Doyle uses metaphors many times throughout this essay to describe the hearts of the hummingbird and blue whale. Hummingbirds are known for being small delicate creatures, while blue whales are known for being massive beasts of the ocean. Doyle informs the reader about the metabolism of the hummingbird, and how quickly the heart must work in order to keep up with their metabolism. He shows how delicate the hummingbird’s life is by explaining that whenever the hummingbird stops flying, their heart rate nearly stops beating and in some cases, they die.   “It’s expensive to fly. You burn out. You fry the machine. You melt the engine. Every creature on earth has approximately two billion heartbeats to spend in a lifetime. You can spend them slowly, like a tortoise and live to be two hundred years old, or you can spend them fast, like a hummingbird, and live to be two years old” (95).  This metaphor can be applied to how we live our lives. However, Doyle does not comment on which is better. The point he is trying to make is that you have the power to choose the way you want to live your life. Doyle wants the reader to know that nobody should tell you how to live you your life.
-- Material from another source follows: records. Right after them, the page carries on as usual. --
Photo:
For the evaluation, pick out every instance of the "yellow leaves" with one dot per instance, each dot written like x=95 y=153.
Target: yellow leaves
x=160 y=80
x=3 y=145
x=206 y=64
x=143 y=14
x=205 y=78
Another metaphor that Doyle uses to explain the fast, hard-working lifestyle of the hummingbird is when he compares their hearts to a race-car. Race-car’s engines are no normal engine in that they are work harder than just your normal engine. The driver is constantly changing gears and driving at high speeds, so in some cases, the engine burns out, just like how a hummingbird’s heart can give out whenever it takes a rest, which Doyle explained earlier in the text. “Hummingbird’s, like all flying birds but more so, have incredible enormous metabolisms. To drive those metabolisms, they have a race-car hearts that eat oxygen at an eye-popping rate” (95).

Doyle transitions from talking about a hummingbird, to the largest animal on our planet: the blue whale. He also describes the heart of the blue whale by using similes to inform the reader of this massive creature. “It’s as big as a room. It is a room, with four chambers. A child could walk around it, head high, bending only to step through the valves. The valves are as big as the swinging doors in a saloon. This house of a heart drives a creature a hundred foot long” (95). This description also supports the claim that you in fact have the choice as to how you want to live. You can live fast like a hummingbird, or slow like a blue whale. Later in the paragraph, Doyle talks about the emotions of the blue whale. “But we know this: the animals with the largest hearts in the world generally travel in pairs, and their penetrating moaning cries, their piercing yearning tongue, can be heard underwater for miles and miles” (96). Through the use of imagery, Doyle is able to inform the reader of the importance of love and emotion. Even animals as massive and dominant as the blue whale need love and affection. Doyle ends the paragraph by saying, “We all churn inside” (96). Doyle talks to the reader in first person here because he is trying to speak to the reader personally. What he is trying to stress the fact that everyone experiences emotion. 

In the final paragraph of the poem, Doyle continues his insightful take on human emotion. He compares the heart to a house, and how we let people in, only to have our house torn down. “We are utterly open with no one in the end - not mother and father, not wife or husband, not lover, not child, not friend. We open windows to each but we live alone in the house of the heart” (96).  Doyle is trying to explain the concept of love, and how it’s natural to let people into our lives that are going to hurt us. He later goes on to explain how when someone breaks your heart, through “time and will, patched by force of character” (96), things will get better and you will learn from it.   This is just an inevitable cycle that occurs throughout our lives. 

Doyle’s use of figurative devices was effective and allowed him to illustrate how delicate life is and how important the experience of emotions is. Doyle’s use of similes and metaphors allowed the reader to look at the comparisons he was making through the lens of nature. The comparison that developed his theme the most was the comparison of the hummingbird to the tortoise. “You can spend them slowly, and live to be two hundred years old, or you can spend them fast, like a hummingbird, and live to be two years old” (95). This simple comparison of two animals had a very deep meaning: live life with care because you never know when it will be taken away from you.